"I started working at William Morrow as a production assistant. Every week I had to type up a production report. And I didn't really know how to type. I was supposed to file all this stuff - manuscripts, cover art, production galleys, bound galleys, individual pages.
Christopher P. Stephens, Bookman
Chris Stephens has been a book dealer since 1965 - earlier if you count childhood buying and selling.
Stephens has sold major collections to university libraries all over the world. He has operated appealing bookstores in Mt. Carroll, Illinois, Hastings on Hudson, NY and several in NYC, NY. He is a wholesale dealer to other bookstores all over the world.
Chris loves books.
Stephens now maintains a lively internet operation out of his new home in Scranton, PA.
Sunday, August 30, 2009
A Conversation With Patricia Lowy - Graphic Designer & Artist
"I started working at William Morrow as a production assistant. Every week I had to type up a production report. And I didn't really know how to type. I was supposed to file all this stuff - manuscripts, cover art, production galleys, bound galleys, individual pages.

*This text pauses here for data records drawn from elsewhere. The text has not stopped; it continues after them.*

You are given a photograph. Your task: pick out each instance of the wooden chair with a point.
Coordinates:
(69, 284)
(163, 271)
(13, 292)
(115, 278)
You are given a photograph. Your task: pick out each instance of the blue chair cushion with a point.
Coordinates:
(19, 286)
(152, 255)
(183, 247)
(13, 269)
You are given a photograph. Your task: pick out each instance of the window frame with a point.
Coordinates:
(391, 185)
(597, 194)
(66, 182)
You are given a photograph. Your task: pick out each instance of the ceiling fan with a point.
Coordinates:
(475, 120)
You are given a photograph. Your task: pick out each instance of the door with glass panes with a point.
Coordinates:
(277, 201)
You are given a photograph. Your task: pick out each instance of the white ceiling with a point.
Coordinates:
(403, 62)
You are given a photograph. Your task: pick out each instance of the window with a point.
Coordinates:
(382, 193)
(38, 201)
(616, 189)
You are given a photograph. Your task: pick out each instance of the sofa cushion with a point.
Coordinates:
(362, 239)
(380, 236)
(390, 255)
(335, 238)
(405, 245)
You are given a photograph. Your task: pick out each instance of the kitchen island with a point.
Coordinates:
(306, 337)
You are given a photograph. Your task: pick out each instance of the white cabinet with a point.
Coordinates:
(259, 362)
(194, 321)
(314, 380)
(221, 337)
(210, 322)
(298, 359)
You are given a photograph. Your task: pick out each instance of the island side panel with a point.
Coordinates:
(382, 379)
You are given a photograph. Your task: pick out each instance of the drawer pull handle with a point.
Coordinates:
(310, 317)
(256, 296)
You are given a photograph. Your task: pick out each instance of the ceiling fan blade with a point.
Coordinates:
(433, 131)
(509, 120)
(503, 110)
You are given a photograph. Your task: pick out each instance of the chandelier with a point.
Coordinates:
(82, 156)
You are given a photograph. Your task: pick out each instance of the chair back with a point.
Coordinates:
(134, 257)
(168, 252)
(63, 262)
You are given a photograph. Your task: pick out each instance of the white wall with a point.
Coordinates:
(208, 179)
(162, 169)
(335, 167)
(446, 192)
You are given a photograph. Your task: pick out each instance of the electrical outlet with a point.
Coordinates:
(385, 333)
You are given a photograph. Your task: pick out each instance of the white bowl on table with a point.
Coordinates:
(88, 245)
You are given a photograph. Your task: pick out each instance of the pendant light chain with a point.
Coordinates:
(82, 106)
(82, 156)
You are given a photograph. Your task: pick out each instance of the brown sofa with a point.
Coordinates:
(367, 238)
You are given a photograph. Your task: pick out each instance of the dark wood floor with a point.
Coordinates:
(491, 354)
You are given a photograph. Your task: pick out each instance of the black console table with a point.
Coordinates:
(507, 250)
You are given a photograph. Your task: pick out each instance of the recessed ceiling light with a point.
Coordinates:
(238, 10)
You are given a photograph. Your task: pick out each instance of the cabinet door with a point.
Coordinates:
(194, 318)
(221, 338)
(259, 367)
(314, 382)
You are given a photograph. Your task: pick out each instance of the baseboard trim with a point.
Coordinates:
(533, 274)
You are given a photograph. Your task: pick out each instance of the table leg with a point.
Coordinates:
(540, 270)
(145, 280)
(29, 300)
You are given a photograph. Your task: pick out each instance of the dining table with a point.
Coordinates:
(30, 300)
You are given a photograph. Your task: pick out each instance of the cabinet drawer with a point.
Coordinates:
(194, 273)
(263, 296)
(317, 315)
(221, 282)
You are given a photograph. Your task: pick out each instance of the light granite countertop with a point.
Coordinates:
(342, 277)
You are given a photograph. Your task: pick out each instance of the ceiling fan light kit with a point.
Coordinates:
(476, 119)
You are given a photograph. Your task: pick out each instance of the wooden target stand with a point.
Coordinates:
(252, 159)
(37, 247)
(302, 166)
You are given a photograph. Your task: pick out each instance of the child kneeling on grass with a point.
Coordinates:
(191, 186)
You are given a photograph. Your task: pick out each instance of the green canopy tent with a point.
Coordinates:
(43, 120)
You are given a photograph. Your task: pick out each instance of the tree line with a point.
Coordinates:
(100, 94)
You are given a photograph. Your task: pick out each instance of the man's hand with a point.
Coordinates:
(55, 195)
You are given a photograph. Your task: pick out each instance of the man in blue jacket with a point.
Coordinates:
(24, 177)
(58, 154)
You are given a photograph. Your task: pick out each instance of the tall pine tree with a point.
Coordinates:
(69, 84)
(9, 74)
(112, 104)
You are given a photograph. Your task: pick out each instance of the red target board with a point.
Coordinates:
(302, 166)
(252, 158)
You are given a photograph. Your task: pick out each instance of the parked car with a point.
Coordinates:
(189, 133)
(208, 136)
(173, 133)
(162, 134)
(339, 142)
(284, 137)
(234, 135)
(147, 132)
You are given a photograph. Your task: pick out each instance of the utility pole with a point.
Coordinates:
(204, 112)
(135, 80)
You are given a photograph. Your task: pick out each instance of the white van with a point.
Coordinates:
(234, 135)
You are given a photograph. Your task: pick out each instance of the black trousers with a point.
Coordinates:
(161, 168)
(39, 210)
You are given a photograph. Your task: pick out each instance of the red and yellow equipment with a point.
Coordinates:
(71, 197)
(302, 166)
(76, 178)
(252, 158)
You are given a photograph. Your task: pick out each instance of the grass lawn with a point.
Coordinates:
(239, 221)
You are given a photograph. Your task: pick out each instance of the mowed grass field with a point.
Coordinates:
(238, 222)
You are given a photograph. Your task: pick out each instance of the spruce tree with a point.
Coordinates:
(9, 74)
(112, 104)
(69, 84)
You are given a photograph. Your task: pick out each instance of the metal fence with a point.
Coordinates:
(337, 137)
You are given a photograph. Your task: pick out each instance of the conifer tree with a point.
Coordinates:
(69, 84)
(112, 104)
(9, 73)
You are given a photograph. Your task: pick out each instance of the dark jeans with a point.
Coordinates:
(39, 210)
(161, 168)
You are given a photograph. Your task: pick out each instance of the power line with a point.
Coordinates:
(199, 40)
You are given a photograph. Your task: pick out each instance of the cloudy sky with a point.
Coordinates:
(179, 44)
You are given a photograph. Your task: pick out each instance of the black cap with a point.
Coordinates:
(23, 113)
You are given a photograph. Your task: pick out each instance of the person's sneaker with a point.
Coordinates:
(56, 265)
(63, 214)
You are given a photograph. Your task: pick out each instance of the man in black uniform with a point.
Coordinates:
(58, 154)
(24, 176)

"It was totally boring but I had to support myself while I was in school."
Where was she going to school?
"Pratt had a special graduate program in graphic design. All the teachers were professionals in the field, so the courses were conducted in the evenings and weekends. It sounded great but many of these professionals had considerably more talent as artists than as teachers.
"There are professional artists that are also good teachers. They're rare. Milton Glaser is one example. I took a course from him at School of Visual Arts. He's an amazing graphic designer and he's an amazing teacher. A really great teacher. The Pratt program didn't have teachers like that.
"A better opportunity to learn came my way. Cynthia Basil, art director of Morrow Junior Books, took me on. I became her assistant and she taught me everything. She was great.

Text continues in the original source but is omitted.